The only times I can remember where I continued benzo use after 3 months was mentioned above: patients with panic disorder that take benzos on the order of only a few times a month, and patients on the order of only a handful out of a few thousand I've treated. Right now I can only remember 4 off the top of my head.
To give you an example of some of the few cases where I continued an benzo ....
In one of those cases, the guy was on Clonazepam 1 mg Qdaily for years. I took him off of it and he had a panic attack. I told him about my concerns of dependence, but he was stable on that dosage and it didn't have to be increased. I wasn't the doctor that started him on that regimen. The guy has real real bad bipolar disorder when he's manic, and I dare not give him an SSRI. His bipolar is to the degree where he's received ECT several times. One of his inpatient psychiatric hospitalizations was over 1 year. He's stable now and I don't want to rock that boat.
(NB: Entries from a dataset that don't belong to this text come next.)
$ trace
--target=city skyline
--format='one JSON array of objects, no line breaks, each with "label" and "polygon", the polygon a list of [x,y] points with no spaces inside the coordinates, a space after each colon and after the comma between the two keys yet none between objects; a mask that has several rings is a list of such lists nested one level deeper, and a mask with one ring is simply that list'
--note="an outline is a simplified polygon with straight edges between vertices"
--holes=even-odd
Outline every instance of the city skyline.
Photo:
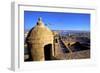
[{"label": "city skyline", "polygon": [[30,30],[41,17],[51,30],[90,31],[90,14],[24,11],[24,29]]}]

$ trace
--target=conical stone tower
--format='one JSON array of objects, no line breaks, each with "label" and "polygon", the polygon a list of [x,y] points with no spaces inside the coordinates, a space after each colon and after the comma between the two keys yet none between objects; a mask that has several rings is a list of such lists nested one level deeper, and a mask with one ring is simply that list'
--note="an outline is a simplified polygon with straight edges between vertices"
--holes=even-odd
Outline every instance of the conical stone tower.
[{"label": "conical stone tower", "polygon": [[33,61],[51,60],[54,55],[53,33],[39,18],[27,37],[28,49]]}]

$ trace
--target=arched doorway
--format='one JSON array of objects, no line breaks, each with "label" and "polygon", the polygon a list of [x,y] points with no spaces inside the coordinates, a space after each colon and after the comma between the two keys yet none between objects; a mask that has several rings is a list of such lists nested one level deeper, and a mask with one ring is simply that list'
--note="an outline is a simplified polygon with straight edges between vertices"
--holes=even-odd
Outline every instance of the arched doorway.
[{"label": "arched doorway", "polygon": [[52,44],[47,44],[47,45],[44,46],[44,57],[45,57],[45,60],[51,60]]}]

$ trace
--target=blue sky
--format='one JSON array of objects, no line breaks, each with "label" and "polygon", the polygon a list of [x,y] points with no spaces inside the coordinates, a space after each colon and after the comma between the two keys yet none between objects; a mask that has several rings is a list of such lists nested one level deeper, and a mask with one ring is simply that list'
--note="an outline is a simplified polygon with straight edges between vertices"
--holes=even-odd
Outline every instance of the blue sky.
[{"label": "blue sky", "polygon": [[90,14],[24,11],[24,29],[30,30],[42,20],[51,30],[90,30]]}]

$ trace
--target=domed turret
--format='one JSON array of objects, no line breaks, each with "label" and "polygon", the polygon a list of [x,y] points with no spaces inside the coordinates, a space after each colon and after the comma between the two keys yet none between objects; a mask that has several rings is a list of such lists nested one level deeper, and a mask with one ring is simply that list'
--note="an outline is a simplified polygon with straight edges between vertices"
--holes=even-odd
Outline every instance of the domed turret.
[{"label": "domed turret", "polygon": [[28,48],[34,61],[51,60],[53,56],[53,33],[39,18],[27,37]]}]

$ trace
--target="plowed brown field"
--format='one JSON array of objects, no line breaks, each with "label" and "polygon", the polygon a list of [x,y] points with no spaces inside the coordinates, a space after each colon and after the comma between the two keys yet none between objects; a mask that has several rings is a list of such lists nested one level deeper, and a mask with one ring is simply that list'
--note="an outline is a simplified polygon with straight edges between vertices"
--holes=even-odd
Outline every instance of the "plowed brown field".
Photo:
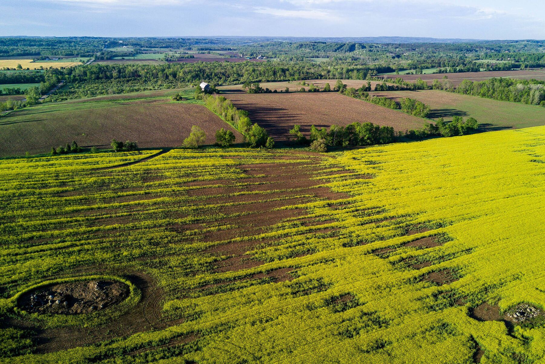
[{"label": "plowed brown field", "polygon": [[237,142],[243,141],[238,131],[198,105],[59,103],[2,116],[0,156],[43,153],[72,140],[82,146],[109,146],[113,138],[144,148],[179,146],[193,125],[206,132],[208,144],[215,142],[220,128],[231,130]]},{"label": "plowed brown field", "polygon": [[[359,88],[362,85],[367,85],[367,81],[365,80],[341,80],[341,81],[342,81],[343,83],[346,85],[348,87],[354,87],[354,88]],[[326,83],[329,83],[329,86],[332,88],[336,82],[336,80],[307,80],[305,81],[307,84],[312,83],[320,89],[323,89]],[[370,82],[371,82],[371,87],[373,89],[376,85],[382,83],[376,81],[371,81]],[[301,85],[300,81],[261,82],[259,85],[263,88],[267,88],[272,91],[283,91],[286,89],[286,87],[289,88],[290,91],[298,91],[301,89],[301,87],[304,88],[305,90],[308,90],[308,86],[302,86]],[[390,85],[393,84],[390,83]],[[245,92],[242,88],[242,85],[223,86],[220,86],[217,88],[221,89],[223,92],[228,93]]]},{"label": "plowed brown field", "polygon": [[340,95],[336,92],[248,94],[225,96],[247,110],[253,122],[265,128],[276,140],[289,139],[294,124],[308,134],[317,127],[346,126],[356,121],[393,127],[396,130],[421,128],[425,120],[397,110]]},{"label": "plowed brown field", "polygon": [[[429,75],[387,75],[383,76],[384,78],[396,79],[402,77],[405,81],[414,82],[419,78],[426,81],[428,85],[431,85],[434,80],[443,80],[446,76],[455,86],[457,86],[464,80],[470,81],[483,81],[493,77],[509,77],[513,79],[521,79],[523,80],[545,80],[545,72],[537,70],[515,70],[515,71],[483,71],[482,72],[461,72],[460,73],[434,73]],[[379,76],[381,77],[381,76]]]}]

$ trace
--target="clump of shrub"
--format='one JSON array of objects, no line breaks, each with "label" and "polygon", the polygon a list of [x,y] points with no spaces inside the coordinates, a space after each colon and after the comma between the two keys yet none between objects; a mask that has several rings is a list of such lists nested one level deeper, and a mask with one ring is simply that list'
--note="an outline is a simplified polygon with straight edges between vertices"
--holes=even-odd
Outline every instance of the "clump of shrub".
[{"label": "clump of shrub", "polygon": [[401,100],[401,111],[419,117],[427,117],[431,109],[422,102],[409,98],[402,98]]},{"label": "clump of shrub", "polygon": [[81,152],[81,147],[77,145],[75,140],[72,141],[72,144],[66,143],[65,147],[59,146],[55,148],[51,147],[51,155],[64,154],[69,153],[80,153]]},{"label": "clump of shrub", "polygon": [[204,144],[205,140],[206,140],[206,133],[204,133],[204,130],[196,125],[193,125],[191,127],[191,131],[189,133],[189,136],[184,139],[181,146],[196,149],[202,146]]},{"label": "clump of shrub", "polygon": [[114,152],[134,152],[138,148],[136,142],[129,140],[124,143],[121,141],[112,139],[110,145]]},{"label": "clump of shrub", "polygon": [[235,135],[229,130],[222,128],[216,132],[216,144],[222,147],[231,146],[235,139]]},{"label": "clump of shrub", "polygon": [[306,137],[301,132],[300,125],[297,125],[296,124],[294,125],[293,128],[289,130],[289,134],[293,135],[295,141],[299,144],[306,144],[308,141]]},{"label": "clump of shrub", "polygon": [[468,117],[465,120],[461,116],[455,116],[452,121],[445,123],[443,118],[439,118],[437,123],[426,123],[420,130],[407,130],[405,136],[410,139],[422,139],[428,136],[457,136],[465,135],[479,129],[479,123],[474,117]]},{"label": "clump of shrub", "polygon": [[325,139],[316,139],[310,144],[311,150],[314,152],[324,153],[328,151],[328,145],[326,144]]},{"label": "clump of shrub", "polygon": [[[255,123],[248,130],[246,136],[246,142],[250,148],[259,148],[260,147],[267,147],[267,142],[269,141],[269,133],[264,128],[262,128]],[[272,139],[272,138],[271,138]],[[274,141],[272,141],[274,145]]]},{"label": "clump of shrub", "polygon": [[186,101],[187,99],[184,97],[183,95],[178,92],[175,95],[172,96],[172,101]]}]

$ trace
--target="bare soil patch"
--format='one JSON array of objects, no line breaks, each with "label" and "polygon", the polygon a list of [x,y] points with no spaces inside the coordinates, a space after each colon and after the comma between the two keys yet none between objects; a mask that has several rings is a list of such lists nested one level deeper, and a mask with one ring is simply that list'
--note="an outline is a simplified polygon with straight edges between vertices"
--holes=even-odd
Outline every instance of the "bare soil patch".
[{"label": "bare soil patch", "polygon": [[482,72],[461,72],[459,73],[433,73],[429,75],[385,75],[379,76],[383,78],[396,79],[398,77],[402,78],[408,82],[414,82],[418,79],[422,79],[428,85],[431,85],[434,80],[442,80],[444,76],[446,76],[454,86],[457,86],[464,80],[470,81],[483,81],[493,77],[509,77],[520,79],[523,80],[545,80],[545,73],[532,71],[530,70],[520,70],[514,71],[483,71]]},{"label": "bare soil patch", "polygon": [[205,143],[215,142],[221,128],[243,136],[204,106],[181,103],[107,105],[43,112],[35,107],[0,118],[0,156],[49,151],[75,140],[82,146],[109,145],[112,139],[136,141],[140,147],[179,146],[191,126],[205,131]]},{"label": "bare soil patch", "polygon": [[[106,266],[101,265],[80,270],[89,274],[98,272],[119,273],[110,272],[109,269]],[[7,324],[10,327],[35,332],[33,341],[37,353],[66,350],[166,327],[167,324],[162,319],[160,311],[162,291],[154,288],[153,278],[141,272],[128,273],[125,277],[140,290],[142,299],[136,307],[113,322],[96,327],[86,327],[84,330],[77,326],[43,329],[37,327],[32,321],[15,319],[9,319]]]},{"label": "bare soil patch", "polygon": [[[341,80],[343,83],[347,85],[348,87],[354,87],[354,88],[359,88],[362,86],[367,86],[367,81],[365,80]],[[268,88],[269,89],[274,91],[276,90],[278,92],[284,91],[286,90],[286,88],[289,89],[290,92],[294,92],[296,91],[299,91],[301,88],[304,88],[305,91],[308,91],[309,88],[310,87],[310,85],[314,85],[314,86],[318,87],[320,89],[323,89],[324,87],[325,87],[326,83],[329,83],[329,86],[331,88],[335,86],[335,83],[337,82],[336,80],[307,80],[305,81],[305,85],[301,85],[302,80],[300,81],[279,81],[275,82],[261,82],[259,85],[263,88]],[[379,82],[377,81],[369,81],[371,83],[371,88],[374,89],[374,87],[378,83],[382,83],[382,82]],[[388,83],[389,85],[393,85],[393,83]],[[227,92],[229,93],[245,93],[246,90],[243,88],[242,85],[229,85],[229,86],[220,86],[217,88],[221,90],[223,92]]]},{"label": "bare soil patch", "polygon": [[126,284],[111,281],[61,283],[28,293],[21,308],[31,313],[76,315],[104,309],[129,295]]},{"label": "bare soil patch", "polygon": [[503,318],[500,314],[500,308],[487,302],[479,305],[470,310],[470,316],[479,321],[499,321]]},{"label": "bare soil patch", "polygon": [[458,280],[450,269],[444,269],[437,272],[430,272],[424,277],[424,280],[443,285],[452,283]]},{"label": "bare soil patch", "polygon": [[195,58],[180,58],[176,61],[167,61],[169,63],[195,63],[198,62],[267,62],[267,59],[246,59],[246,58],[222,58],[218,57],[216,56],[216,58],[207,57],[204,58],[202,57],[197,57],[197,56],[203,56],[204,55],[195,55]]},{"label": "bare soil patch", "polygon": [[247,111],[252,121],[266,128],[275,140],[289,139],[294,124],[308,135],[310,127],[346,126],[358,121],[392,127],[396,130],[420,128],[423,120],[399,111],[335,92],[226,95],[235,106]]},{"label": "bare soil patch", "polygon": [[[308,154],[306,156],[308,157]],[[310,163],[275,163],[261,164],[247,164],[240,166],[249,176],[249,182],[258,181],[267,182],[264,184],[245,186],[244,190],[284,190],[274,194],[257,194],[239,195],[232,198],[214,198],[215,201],[228,202],[246,202],[250,204],[241,205],[239,206],[228,206],[219,210],[226,213],[237,212],[249,213],[237,218],[234,223],[238,228],[226,231],[213,231],[203,234],[200,238],[204,241],[218,241],[225,240],[227,242],[222,244],[207,249],[205,252],[217,255],[229,255],[229,258],[217,264],[215,267],[217,272],[237,271],[261,265],[263,262],[252,260],[246,255],[249,251],[258,244],[264,242],[257,240],[245,242],[229,242],[228,240],[244,236],[256,235],[267,232],[269,228],[287,218],[293,218],[300,216],[303,217],[306,210],[302,209],[278,210],[280,208],[292,206],[294,204],[305,203],[308,201],[315,200],[318,198],[329,199],[343,199],[347,196],[344,194],[336,194],[327,188],[317,188],[316,186],[323,183],[321,181],[311,180],[311,177],[319,175],[323,169],[319,166],[311,166],[317,165],[320,162],[319,158],[315,158]],[[256,176],[252,177],[251,176]],[[243,182],[244,180],[239,180]],[[223,181],[228,183],[229,181]],[[234,181],[233,181],[234,182]],[[208,188],[205,187],[206,181],[199,182],[197,184],[205,188],[196,190],[198,194],[205,196]],[[216,185],[217,181],[211,181],[207,183],[209,186]],[[191,182],[195,184],[195,182]],[[229,192],[236,192],[241,187],[229,187]],[[217,188],[212,187],[210,189],[216,191]],[[308,195],[308,197],[300,197],[301,195]],[[280,199],[274,201],[266,201],[270,199]],[[207,199],[208,200],[208,199]],[[265,200],[265,201],[264,201]],[[309,220],[304,218],[303,221],[308,223]],[[232,219],[231,220],[232,222]],[[226,221],[226,223],[228,222]],[[184,227],[181,228],[181,229]],[[320,230],[321,231],[321,230]]]}]

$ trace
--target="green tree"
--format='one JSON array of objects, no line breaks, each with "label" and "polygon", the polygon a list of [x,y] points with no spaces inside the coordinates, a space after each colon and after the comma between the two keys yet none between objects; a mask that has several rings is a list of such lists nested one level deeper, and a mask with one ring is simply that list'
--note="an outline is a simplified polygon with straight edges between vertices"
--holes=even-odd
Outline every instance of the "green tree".
[{"label": "green tree", "polygon": [[252,125],[252,122],[247,116],[241,116],[238,121],[238,129],[240,133],[245,134],[247,132]]},{"label": "green tree", "polygon": [[35,105],[41,96],[38,87],[31,87],[25,92],[25,95],[27,98],[28,105]]},{"label": "green tree", "polygon": [[340,80],[337,80],[337,82],[335,83],[335,86],[333,87],[334,91],[339,91],[342,89],[344,87],[344,85],[342,81]]},{"label": "green tree", "polygon": [[134,152],[137,148],[138,146],[136,145],[136,143],[129,140],[125,141],[123,146],[123,149],[126,150],[127,152]]},{"label": "green tree", "polygon": [[251,148],[258,148],[264,146],[267,142],[269,134],[263,128],[257,123],[252,126],[248,132],[248,145]]},{"label": "green tree", "polygon": [[223,147],[228,147],[235,141],[235,135],[233,132],[222,128],[216,132],[216,141]]},{"label": "green tree", "polygon": [[112,139],[112,142],[110,144],[114,152],[120,152],[123,150],[123,142],[118,141],[115,139]]},{"label": "green tree", "polygon": [[189,136],[184,140],[182,146],[186,148],[198,148],[204,143],[205,140],[206,140],[206,133],[204,133],[204,130],[196,125],[193,125],[191,127],[191,132],[189,133]]},{"label": "green tree", "polygon": [[324,153],[328,151],[328,146],[325,139],[316,139],[310,144],[310,148],[314,152]]},{"label": "green tree", "polygon": [[303,133],[301,132],[300,125],[297,125],[296,124],[294,125],[293,128],[290,129],[289,134],[293,135],[294,140],[299,144],[306,143],[307,139],[303,135]]},{"label": "green tree", "polygon": [[274,148],[274,139],[272,137],[267,138],[267,141],[265,143],[265,147],[267,149],[272,149]]},{"label": "green tree", "polygon": [[70,149],[71,149],[72,151],[74,153],[79,153],[81,151],[81,147],[77,145],[77,143],[76,142],[75,140],[72,141],[72,145],[71,146]]}]

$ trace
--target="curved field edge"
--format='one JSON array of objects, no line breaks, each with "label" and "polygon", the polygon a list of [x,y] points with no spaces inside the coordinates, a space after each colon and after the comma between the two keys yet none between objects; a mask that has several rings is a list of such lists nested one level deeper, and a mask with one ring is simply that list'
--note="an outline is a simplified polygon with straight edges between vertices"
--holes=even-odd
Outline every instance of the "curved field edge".
[{"label": "curved field edge", "polygon": [[[125,283],[129,287],[129,296],[123,302],[113,307],[104,311],[82,315],[64,315],[29,313],[17,307],[18,300],[23,295],[38,288],[59,283],[69,283],[94,279],[106,279]],[[116,320],[124,312],[136,306],[140,300],[141,296],[141,294],[138,288],[127,279],[115,276],[82,276],[46,281],[25,288],[10,299],[0,300],[0,311],[5,313],[10,310],[13,310],[23,319],[33,321],[40,326],[45,328],[62,327],[66,326],[79,326],[85,327],[98,326],[104,324],[108,320]]]},{"label": "curved field edge", "polygon": [[[470,308],[545,306],[544,134],[540,127],[322,156],[172,150],[92,181],[75,172],[58,186],[40,174],[3,177],[6,195],[19,193],[2,210],[0,279],[9,291],[28,277],[25,266],[51,274],[51,254],[77,249],[80,258],[63,257],[69,269],[110,261],[155,277],[167,324],[6,362],[130,354],[149,362],[467,363],[479,348],[481,362],[543,362],[542,327],[476,320]],[[339,194],[309,197],[259,172],[288,165],[319,165],[311,188]],[[277,178],[283,170],[293,172]],[[41,195],[25,192],[38,186]],[[263,229],[252,230],[258,214],[253,227],[229,235],[249,206],[288,193],[310,200],[276,208],[283,218]],[[419,244],[428,238],[437,243]],[[108,252],[114,242],[119,249]],[[257,265],[222,268],[237,256],[222,247],[235,243]],[[275,276],[281,270],[287,279]]]}]

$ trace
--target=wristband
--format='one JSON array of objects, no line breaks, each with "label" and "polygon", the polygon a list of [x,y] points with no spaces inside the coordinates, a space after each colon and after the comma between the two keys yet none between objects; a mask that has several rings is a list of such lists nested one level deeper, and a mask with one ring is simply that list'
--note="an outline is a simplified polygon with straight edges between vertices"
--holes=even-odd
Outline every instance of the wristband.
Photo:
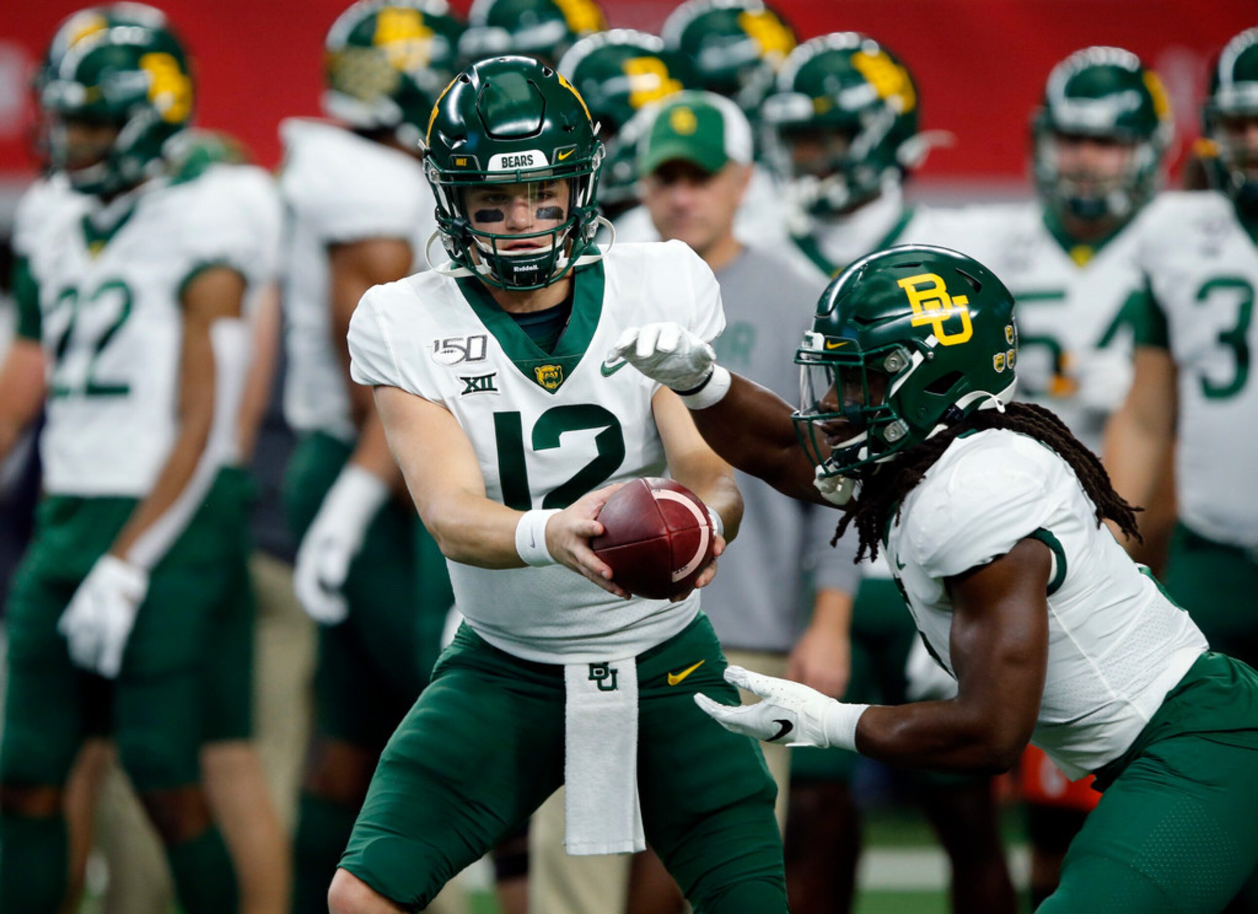
[{"label": "wristband", "polygon": [[725,399],[725,395],[730,393],[730,384],[732,383],[733,379],[730,376],[728,369],[722,365],[713,365],[712,373],[708,374],[702,384],[693,390],[678,393],[678,395],[687,409],[707,409]]},{"label": "wristband", "polygon": [[[707,505],[703,507],[707,507]],[[716,530],[716,535],[725,536],[725,521],[721,520],[721,515],[716,512],[716,509],[708,507],[708,517],[712,519],[712,529]]]},{"label": "wristband", "polygon": [[546,546],[546,524],[559,514],[557,507],[542,511],[525,511],[516,524],[516,551],[525,560],[526,565],[541,568],[554,565],[555,556]]},{"label": "wristband", "polygon": [[827,742],[832,747],[857,752],[857,724],[868,706],[830,701],[825,706],[825,719],[821,723]]}]

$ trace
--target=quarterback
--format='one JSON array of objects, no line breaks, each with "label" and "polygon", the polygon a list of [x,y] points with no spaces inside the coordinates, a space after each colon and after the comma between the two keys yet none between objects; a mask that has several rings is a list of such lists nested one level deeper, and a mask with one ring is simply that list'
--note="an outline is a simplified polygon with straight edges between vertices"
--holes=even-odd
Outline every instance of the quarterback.
[{"label": "quarterback", "polygon": [[696,701],[735,733],[903,767],[1005,770],[1034,740],[1103,792],[1040,911],[1220,910],[1258,861],[1258,674],[1211,653],[1110,534],[1105,520],[1133,534],[1135,512],[1099,460],[1011,402],[1013,310],[990,271],[945,248],[860,259],[818,303],[794,414],[679,327],[611,351],[697,388],[691,403],[706,393],[696,424],[736,467],[845,507],[840,530],[886,551],[957,681],[949,700],[869,706],[730,667],[765,700]]},{"label": "quarterback", "polygon": [[536,60],[460,73],[424,155],[450,261],[364,296],[351,371],[467,623],[381,755],[332,910],[423,908],[566,784],[570,854],[649,840],[698,910],[785,911],[764,760],[692,700],[737,700],[698,595],[626,599],[589,546],[608,483],[665,472],[737,528],[683,402],[603,359],[635,321],[715,339],[712,272],[679,243],[593,245],[603,147]]}]

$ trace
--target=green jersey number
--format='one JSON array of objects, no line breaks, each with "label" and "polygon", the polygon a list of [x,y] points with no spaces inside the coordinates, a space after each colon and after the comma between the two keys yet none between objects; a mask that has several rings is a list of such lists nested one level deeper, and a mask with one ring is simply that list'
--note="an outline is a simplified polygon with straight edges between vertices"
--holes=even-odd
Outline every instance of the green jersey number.
[{"label": "green jersey number", "polygon": [[1205,371],[1198,373],[1201,394],[1206,399],[1222,400],[1239,394],[1249,380],[1249,324],[1254,316],[1254,287],[1242,277],[1215,277],[1196,291],[1198,305],[1209,303],[1211,300],[1237,302],[1237,322],[1228,330],[1220,330],[1215,337],[1220,346],[1232,353],[1232,378],[1220,383],[1208,376]]},{"label": "green jersey number", "polygon": [[[594,436],[598,449],[594,460],[576,471],[542,499],[542,507],[567,507],[586,492],[611,478],[625,458],[625,438],[615,413],[594,404],[551,407],[533,424],[531,436],[535,452],[560,447],[565,432],[601,429]],[[533,499],[528,488],[528,467],[525,463],[525,433],[520,413],[493,414],[494,438],[498,443],[498,478],[502,481],[502,504],[517,511],[528,511]]]},{"label": "green jersey number", "polygon": [[[54,369],[50,386],[53,397],[72,397],[75,394],[82,397],[126,397],[131,393],[130,384],[99,380],[97,376],[97,363],[113,337],[118,335],[122,325],[131,317],[133,303],[135,296],[131,295],[131,288],[122,279],[111,279],[102,283],[87,298],[83,298],[74,287],[62,291],[57,297],[57,302],[44,317],[44,320],[48,320],[55,317],[64,308],[69,310],[65,330],[53,342]],[[103,330],[97,332],[94,339],[84,339],[89,336],[89,332],[84,331],[83,321],[81,320],[84,311],[89,313],[98,311],[104,313],[114,312],[114,319]],[[65,356],[81,349],[89,349],[91,355],[88,356],[87,371],[83,374],[83,383],[73,384],[65,378]]]}]

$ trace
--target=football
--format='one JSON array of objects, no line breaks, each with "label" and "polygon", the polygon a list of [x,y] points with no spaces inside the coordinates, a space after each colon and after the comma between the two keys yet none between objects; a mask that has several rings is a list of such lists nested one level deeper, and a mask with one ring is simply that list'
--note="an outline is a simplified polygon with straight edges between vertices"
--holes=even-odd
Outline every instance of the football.
[{"label": "football", "polygon": [[712,559],[716,530],[694,492],[645,477],[616,491],[599,512],[603,535],[590,545],[629,593],[664,599],[694,585]]}]

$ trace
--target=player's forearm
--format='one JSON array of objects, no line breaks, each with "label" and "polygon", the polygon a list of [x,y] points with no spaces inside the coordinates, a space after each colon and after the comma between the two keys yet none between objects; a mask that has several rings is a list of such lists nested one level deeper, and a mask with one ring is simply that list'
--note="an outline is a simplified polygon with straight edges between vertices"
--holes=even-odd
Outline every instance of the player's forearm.
[{"label": "player's forearm", "polygon": [[795,437],[793,412],[777,394],[735,374],[720,402],[691,410],[691,417],[731,466],[793,499],[825,504],[813,487],[813,465]]},{"label": "player's forearm", "polygon": [[109,553],[121,559],[133,560],[131,551],[137,540],[150,533],[170,512],[196,475],[196,468],[205,456],[213,422],[214,400],[211,394],[209,403],[196,404],[195,408],[184,414],[179,426],[179,436],[157,476],[157,482],[136,506],[126,526],[122,528],[109,548]]},{"label": "player's forearm", "polygon": [[447,495],[423,504],[424,526],[450,561],[477,568],[523,568],[516,551],[521,512],[472,494]]},{"label": "player's forearm", "polygon": [[33,340],[16,339],[0,366],[0,460],[44,404],[44,353]]},{"label": "player's forearm", "polygon": [[857,724],[857,750],[901,768],[999,774],[1029,739],[999,708],[975,709],[961,699],[874,705]]}]

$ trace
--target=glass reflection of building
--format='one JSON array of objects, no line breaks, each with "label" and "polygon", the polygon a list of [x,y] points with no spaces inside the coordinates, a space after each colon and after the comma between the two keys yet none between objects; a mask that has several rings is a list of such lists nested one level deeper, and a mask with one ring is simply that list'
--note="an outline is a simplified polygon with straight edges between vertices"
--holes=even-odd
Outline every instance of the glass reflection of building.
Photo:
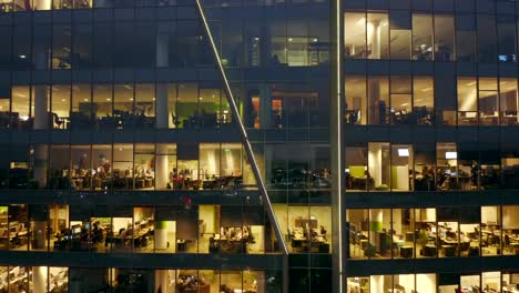
[{"label": "glass reflection of building", "polygon": [[0,2],[0,292],[516,292],[516,6]]},{"label": "glass reflection of building", "polygon": [[0,2],[0,292],[332,290],[328,2]]}]

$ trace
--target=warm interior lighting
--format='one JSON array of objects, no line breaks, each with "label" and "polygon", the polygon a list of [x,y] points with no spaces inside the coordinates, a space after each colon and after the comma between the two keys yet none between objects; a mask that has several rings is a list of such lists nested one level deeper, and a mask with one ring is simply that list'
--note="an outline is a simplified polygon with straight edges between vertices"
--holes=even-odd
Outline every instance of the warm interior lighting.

Another case, and I mentioned it before (is it in this thread)?, I have an MR patient in a group home that was on Ativan 8 mg Qdaily from some idiot doctor who didn't know what he was doing. I weaned her down to 0.5 mg Qdaily. If she is taken off the Ativan, she freaks out (threatens to drink bleach, and she's actually had to be held down to prevent that). If she freaks out, she's sent to the local hospital where the ER doc gives her lots of Ativan. It's either 0.5 mg a day or a lot of it from some idiot ER doctor, and then I got to wean her off again. If this were inpatient, I'd seriously just stop it and if she freaked out, we'd deal with it then, but she's in a group home where they don't have the manpower to deal with this, and I'm only there once a month for about one hour.
The patient doesn't understand that she's taking Ativan 0.5 or 8. She just feels that she has to take it as if it's some type of magical Dumbo feather. I've tried to explain to her that she most definitely doesn't need Ativan but we're talking a very concrete person here. While I'd love to give her a placebo and tell her it's Ativan, we all know I'm not allowed to do that. I've tried to tell her, "I got something better than Ativan," but she won't accept it.